I meet his warm gaze. “I’m sorry for bringing you into all this.” I’m apologizing for more than that and I think he knows it.
But even as he smiles at me, I see his eyes cloud over.
He knows he’s watching me go.
I make the decision to go as if I imagine it will be easy. As if it is simply a kind of research I am abandoning. An investigation that has gone awry that I am putting back on course.
CHAPTER TWENTY-FOUR
A yellow moon is just cresting the horizon, and the first constellation I see in the night sky is Gemini. I point it out to Zack, but of course he’s already spotted it. We’ve stargazed together since he was two—we’d spread blankets out on the lawn well past his bedtime and peer through binoculars while feasting on popcorn and M&Ms.
Tonight we are trying to regain our bearings—lounging on the back lawn together, high-powered binoculars in hand, scanning the skies for stars and calling out the constellations.
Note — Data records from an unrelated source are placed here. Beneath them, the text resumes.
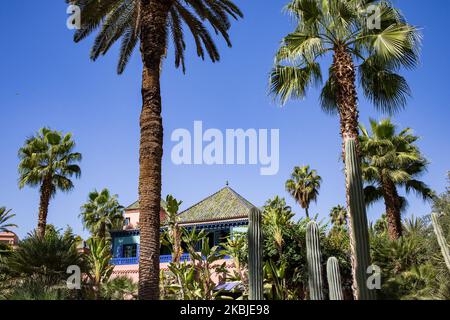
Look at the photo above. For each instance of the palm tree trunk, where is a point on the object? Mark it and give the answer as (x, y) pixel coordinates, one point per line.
(393, 209)
(153, 42)
(345, 77)
(46, 193)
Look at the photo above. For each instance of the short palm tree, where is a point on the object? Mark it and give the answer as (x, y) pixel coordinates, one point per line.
(45, 257)
(391, 160)
(338, 215)
(367, 42)
(102, 213)
(5, 216)
(304, 186)
(151, 23)
(48, 161)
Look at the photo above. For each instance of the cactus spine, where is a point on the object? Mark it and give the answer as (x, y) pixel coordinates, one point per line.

Now he’s taller than I am, with Ben’s sturdy jawline and thick hair, but not even popcorn and M&Ms can soothe the ache of our loss.
At least we have the illusion of safety, as Brad is a few yards away, leaving only periodically to patrol the grounds. A month ago I would not have imagined that I’d be stargazing with Zack. He’d rejected our ritual, along with other things from his childhood, on his way to figuring out his young-adult self. But tonight I sense that the stars settle him in the familiar. When he calls out the constellations, I hear a slight lift in his voice—a tiny bit of joy—that I haven’t heard in a long while.
In so many ways, we had become strangers over the last year or so. But here beneath the glittery stars—watching their movements and their own life cycles of nearly incomprehensible scale—we are reunited.
“Remember when we used to play dot-to-dot with the constellations?” I ask.
Zack keeps his binoculars trained on the sky. “Yeah . . . and, here we go, there’s the Big Dipper,” he says, his lips lifting in the beginnings of a smile. “And yes, Mom, I know that the Big Dipper isn’t a constellation. It’s an asterism that’s part of the constellation Ursa Major.”
I look at him and smile. Proud.
“Also known as the Big Bear constellation,” he continues.
Then my eyes meet his in the starlight, and for a moment he is no longer a young teen struggling to find his way in the world, but again my little boy, his brown eyes wide with wonder.
I reach out to hug him, and he hugs me back. And doesn’t let go. Then suddenly I’m holding him, just like I once used to, and the tears spill out of my eyes.
“See, I’ve been listening,” he says softly.
I stroke his hair. What is to become of us without Ben? How will either of us ever make sense of what happened to him? I don’t dare think death, even though everyone else is, because the concept feels too heavy and final.
Moments later, he lets go and points back to the stars. “Remember when I named my hamsters Mizar and Alcor after the stars in the Big Dipper?”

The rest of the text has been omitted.